A couple dozen activists gathered this past week in New York City's Union Square to protest the imprisonment of freelance journalist Lingaram Kodopi and his aunt Soni Sori, who were arrested one year ago in India.
According to local human rights activists and journalists, authorities wanted to prevent Kodopi from publicizing the role of police in violence in the central Indian state of Chhattisgarh, where security forces and Maoists are at war. In April 2011, the 26-year-old journalist documented the destruction of houses during an anti-Maoist police operation in three Dantewada district villages and "recorded on video precise narrations of police atrocities," Tehelka reported. Kodopi was charged with anti-state activities under the Unlawful Activities (Prevention) Act, the Chhattisgarh Public Security Act and sections 121, 124A and 120B of the Indian Penal Code for criminal conspiracy, sedition, and waging war against the state.
The New York protest was organized by the Association for India's Development and the South Asia Solidarity Initiative, and endorsed by groups like Amnesty International USA. Demonstrators gathered near a statue of Mahatma Gandhi.
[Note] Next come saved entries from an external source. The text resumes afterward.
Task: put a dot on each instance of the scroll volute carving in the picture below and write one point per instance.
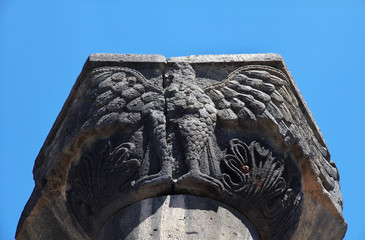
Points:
(155, 137)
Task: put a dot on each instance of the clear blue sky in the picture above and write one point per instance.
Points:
(44, 45)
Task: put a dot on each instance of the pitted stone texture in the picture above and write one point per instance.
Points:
(178, 217)
(140, 126)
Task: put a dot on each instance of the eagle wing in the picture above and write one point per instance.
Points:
(257, 93)
(250, 93)
(120, 96)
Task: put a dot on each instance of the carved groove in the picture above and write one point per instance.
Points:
(252, 172)
(96, 181)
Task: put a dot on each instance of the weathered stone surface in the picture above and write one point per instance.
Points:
(232, 128)
(178, 217)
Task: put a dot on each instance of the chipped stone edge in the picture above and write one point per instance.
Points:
(102, 59)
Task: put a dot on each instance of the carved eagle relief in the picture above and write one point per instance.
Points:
(178, 124)
(124, 97)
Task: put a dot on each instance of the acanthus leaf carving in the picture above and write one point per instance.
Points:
(262, 180)
(101, 173)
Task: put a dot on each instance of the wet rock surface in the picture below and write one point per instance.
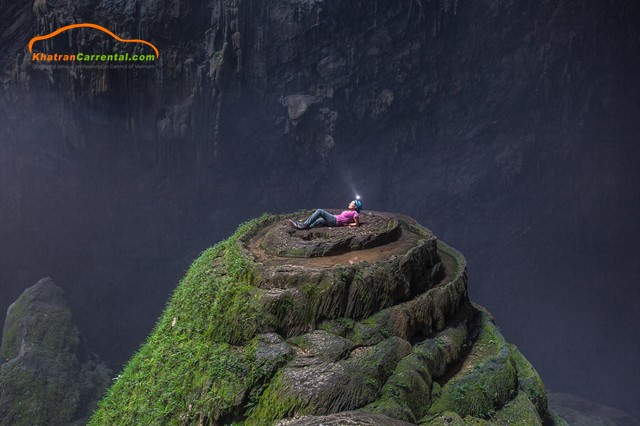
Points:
(390, 341)
(50, 377)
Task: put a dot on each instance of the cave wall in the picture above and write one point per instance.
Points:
(509, 127)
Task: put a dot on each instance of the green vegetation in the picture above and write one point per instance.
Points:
(189, 369)
(214, 356)
(486, 380)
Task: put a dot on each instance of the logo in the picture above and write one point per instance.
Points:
(76, 57)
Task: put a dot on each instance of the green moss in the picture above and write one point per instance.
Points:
(518, 411)
(10, 346)
(407, 393)
(188, 370)
(275, 403)
(486, 380)
(529, 381)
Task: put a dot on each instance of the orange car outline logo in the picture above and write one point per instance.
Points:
(87, 25)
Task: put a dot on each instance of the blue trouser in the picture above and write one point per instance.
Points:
(320, 218)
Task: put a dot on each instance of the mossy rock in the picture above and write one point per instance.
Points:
(519, 411)
(250, 337)
(486, 379)
(50, 376)
(529, 380)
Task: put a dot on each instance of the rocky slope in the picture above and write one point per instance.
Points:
(380, 332)
(49, 377)
(511, 119)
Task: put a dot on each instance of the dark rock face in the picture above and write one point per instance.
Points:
(266, 339)
(49, 377)
(581, 412)
(468, 113)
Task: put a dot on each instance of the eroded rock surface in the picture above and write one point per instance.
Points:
(49, 376)
(386, 337)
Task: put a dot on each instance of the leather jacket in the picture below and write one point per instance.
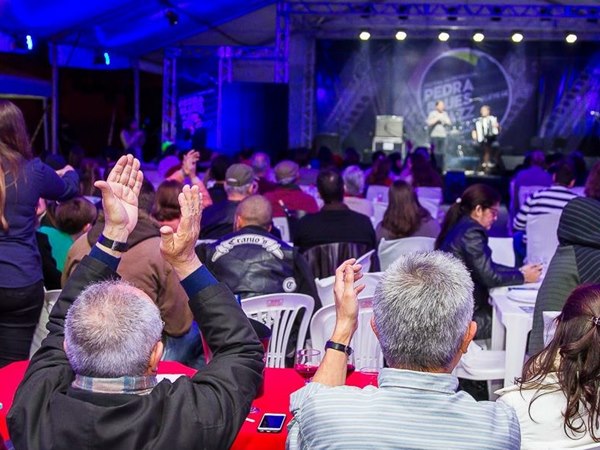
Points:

Prachi Patankar, a member of the South Asia Solidarity Initiative, told CPJ, "While based here we can internationalize the issue. Journalists--not just in India--but elsewhere face similar challenges from their governments." The event has sparked a sense of curiosity, she said.
Activists noted that Kodopi and his aunt have been tortured in prison. According to Telheka, Kodopi was beaten and held in a police toilet for 40 days. According to Human Rights Watch, Sori has been sexually assaulted and beaten. The government has failed to take action against those responsible for their torture, and the two remain in custody awaiting trial.
"It's a very dangerous climate," prominent Indian activist Himanshu Kumar told CPJ at the protest. "Journalists can't report the truth. And if they dare to report on the reality, the government accuses them of being a Maoist and gives them a hard time, and even imprisons them." Only the journalists who report the government version can survive, Kumar said.
This is certainly not the first time that authorities in India have targeted the press for shedding light on human rights abuses. In January 2011, police arrested journalist Sudhir Dhawale, who documented human rights violations for the Marathi-language monthly Vidrohi. Like Kodopi, he was charged with sedition and waging war against the state and was also charged under the draconian Unlawful Activities (Prevention) Act.
Dhawale's supporters say he was detained because he was a critic of a state-supported, anti-Maoist militia active in Chhattisgarh state, a center of the violence between Maoists and the state. Dhawale remains imprisoned, according to media reports.
More recently, cartoonist Aseem Trivedi was charged with sedition for his cartoons criticizing government corruption. If convicted, he could face life in prison.